# Building a tank



## Oliver Wilmore (Jul 14, 2011)

A few days ago I was struck with the fancy to build my own tank. A big tank is expensive and somewhat generic, so I reason that building my own tank (say 100 gallons) would be a way of satisfying my aquatic curiosity on a budget.

Making a box out of 5 pieces of glass doesn't sound like a difficult feet, but there are very few things that are as easy to do well as someone would first believe.
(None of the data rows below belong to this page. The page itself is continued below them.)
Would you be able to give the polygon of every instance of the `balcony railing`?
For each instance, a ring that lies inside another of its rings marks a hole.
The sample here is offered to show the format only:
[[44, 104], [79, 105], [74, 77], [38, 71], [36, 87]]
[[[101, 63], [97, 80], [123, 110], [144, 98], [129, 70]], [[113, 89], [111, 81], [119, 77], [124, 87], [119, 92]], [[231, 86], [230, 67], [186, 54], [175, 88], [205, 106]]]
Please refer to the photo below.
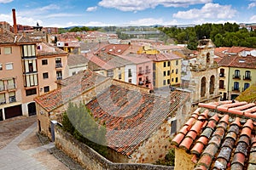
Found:
[[16, 98], [15, 98], [15, 96], [10, 96], [10, 97], [9, 98], [9, 103], [16, 102]]
[[219, 86], [219, 89], [225, 89], [225, 86]]
[[139, 71], [139, 72], [137, 73], [138, 76], [142, 76], [144, 74], [144, 71]]
[[243, 80], [252, 80], [252, 76], [243, 76]]
[[225, 74], [224, 73], [219, 73], [219, 77], [225, 77]]
[[61, 68], [62, 64], [61, 63], [55, 63], [55, 68]]
[[149, 74], [150, 73], [150, 69], [146, 70], [145, 73]]
[[240, 75], [233, 75], [233, 79], [241, 79]]
[[11, 90], [11, 89], [15, 89], [16, 88], [16, 84], [9, 84], [7, 85], [7, 89]]
[[62, 76], [57, 76], [57, 80], [62, 80]]
[[4, 91], [4, 90], [5, 90], [4, 86], [0, 86], [0, 92]]
[[234, 88], [234, 87], [232, 87], [232, 91], [233, 92], [240, 92], [240, 88]]

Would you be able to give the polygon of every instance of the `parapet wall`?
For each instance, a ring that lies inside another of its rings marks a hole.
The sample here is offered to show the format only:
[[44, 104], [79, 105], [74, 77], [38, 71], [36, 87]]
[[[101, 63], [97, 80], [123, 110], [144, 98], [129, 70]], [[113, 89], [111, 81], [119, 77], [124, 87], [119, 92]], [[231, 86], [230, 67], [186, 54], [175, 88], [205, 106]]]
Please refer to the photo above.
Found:
[[173, 167], [158, 166], [152, 164], [114, 163], [86, 144], [79, 142], [71, 134], [61, 128], [55, 127], [55, 146], [63, 150], [67, 156], [79, 162], [83, 167], [89, 170], [114, 169], [114, 170], [172, 170]]

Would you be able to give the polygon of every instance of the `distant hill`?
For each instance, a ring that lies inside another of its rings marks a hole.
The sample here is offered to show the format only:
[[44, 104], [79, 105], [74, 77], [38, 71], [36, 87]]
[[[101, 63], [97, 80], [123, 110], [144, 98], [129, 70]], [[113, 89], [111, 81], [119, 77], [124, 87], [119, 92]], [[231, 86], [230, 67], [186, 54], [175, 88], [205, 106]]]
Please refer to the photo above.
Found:
[[251, 85], [242, 92], [236, 99], [238, 101], [247, 101], [247, 103], [256, 102], [256, 84]]

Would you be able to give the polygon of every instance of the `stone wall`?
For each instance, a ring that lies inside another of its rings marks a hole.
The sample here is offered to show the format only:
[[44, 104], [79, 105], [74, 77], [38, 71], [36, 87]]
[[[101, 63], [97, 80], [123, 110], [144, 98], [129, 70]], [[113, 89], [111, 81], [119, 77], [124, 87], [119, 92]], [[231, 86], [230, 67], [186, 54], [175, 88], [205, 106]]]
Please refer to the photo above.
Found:
[[157, 166], [152, 164], [113, 163], [102, 157], [97, 152], [73, 139], [69, 133], [55, 126], [55, 146], [67, 156], [79, 162], [85, 169], [125, 169], [125, 170], [172, 170], [173, 167]]

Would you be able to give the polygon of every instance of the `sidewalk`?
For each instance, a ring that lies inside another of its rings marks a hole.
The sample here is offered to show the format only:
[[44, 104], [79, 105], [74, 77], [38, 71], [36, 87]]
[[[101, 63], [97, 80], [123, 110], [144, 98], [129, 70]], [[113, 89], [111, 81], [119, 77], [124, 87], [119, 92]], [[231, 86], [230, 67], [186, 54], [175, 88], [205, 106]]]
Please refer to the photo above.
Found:
[[0, 170], [82, 169], [37, 131], [36, 116], [0, 122]]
So, has anyone had experience building their tank? What are some pitfalls that you have encountered?

Edit:
I just realized that there is already a DIY forum and I had not noticed it. Would a moderator mind moving this to the proper forum? 
Thank you


----------



## susankat (Nov 15, 2008)

I think one of the main pitfalls is the cost of glass that is thick enough to withstand the water pressure.


----------



## Pigeonfish (Jun 23, 2011)

Would acrylic glass withstand the water? How's the pricing for that? Curious because when I get a larger space I'd like to create some of my own tanks. :3


----------



## Oliver Wilmore (Jul 14, 2011)

Apparently, acrylic glass works for DIY aquariums. Here is a link that discusses it:
Do It Yourself Aquarium Projects

The link mentions that the sheets are 4'x8' and the pricings are:

1/4" = $60-$70
3/8" = $110-$130
1/2" = $150-$180

The thickness depends on the height and length of your aquarium though. 

I have the same feeling Pigeonfish! I live in a dorm for now but hopefully I will get a decent paying job once I graduate and move into an apartment. Creating and stocking a tank for a low budget would be extremely rewarding experience in this case. From the looks of it, you can indeed create your own tank at a fraction of the cost.


----------